No matter how many times you experience the low-down pulling power of a high-torque turbodiesel, there is still something spooky about being able to summon so much acceleration with so few revs on board.
This is the defining factor in the 730d’s extraordinary performance repertoire; you put your foot down at anything above 1500rpm and within an instant you are already accelerating hard towards the horizon, the turbodiesel engine all but inaudible above the gentle rush of the wind and the increasingly loud rumble from the tyres.
How fast the 730d feels depends largely on how long you keep the fly-by-wire throttle pinned, and how wide you open it in the first place. Ultimately you can propel the car from 0-60mph in 6.9sec and from 0-100mph in 17.7sec – about the same as a Golf GTI at maximum attack, in other words.
What also adds to the effect is the excellent relationship the diesel engine shares with the six-speed automatic gearbox. Left in Drive and with the dampers, throttle mapping and gearchange modes in Regular, the transmission seems to find the perfect gear for every occasion, even if it does hang on to a gear too low occasionally in Sport.

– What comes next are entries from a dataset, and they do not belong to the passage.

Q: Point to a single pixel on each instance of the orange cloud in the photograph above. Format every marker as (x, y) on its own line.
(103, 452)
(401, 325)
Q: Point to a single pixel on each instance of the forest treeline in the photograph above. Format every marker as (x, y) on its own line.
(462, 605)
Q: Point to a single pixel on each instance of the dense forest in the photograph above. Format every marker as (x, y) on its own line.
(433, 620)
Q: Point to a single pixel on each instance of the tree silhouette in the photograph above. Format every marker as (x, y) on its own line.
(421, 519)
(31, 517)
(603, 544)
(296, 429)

There is little wrong with the way the 730d stops, either, thanks to its fine all-round ventilated disc braking system (348mm at the front, 345mm rear). The main problem is that the Seven doesn’t quite know what it wants to be on the road – ultra-luxurious cruiser or surprisingly sporty big saloon – and in the event it ends up being neither.

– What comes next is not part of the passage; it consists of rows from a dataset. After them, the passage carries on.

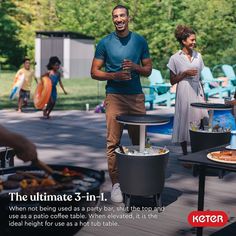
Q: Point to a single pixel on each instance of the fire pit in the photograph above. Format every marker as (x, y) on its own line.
(141, 170)
(84, 190)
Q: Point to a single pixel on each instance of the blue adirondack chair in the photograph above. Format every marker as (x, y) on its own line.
(208, 80)
(159, 89)
(229, 73)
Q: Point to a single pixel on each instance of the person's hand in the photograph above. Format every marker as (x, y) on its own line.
(190, 73)
(128, 65)
(122, 75)
(26, 150)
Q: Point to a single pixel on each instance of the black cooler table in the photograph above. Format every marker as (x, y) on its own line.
(142, 175)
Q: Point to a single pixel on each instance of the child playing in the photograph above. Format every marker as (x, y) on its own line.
(55, 77)
(24, 94)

On most surfaces the ride comfort is almost very good, even if it is oddly unresolved over lumpier town roads.
But the real issues emerge when you drive it a little faster across undulating single-carriageway roads, and that’s when the Seven feels curiously misguided in its demeanour. In short, it feels too big, too heavy and not especially well controlled at the front in such circumstances.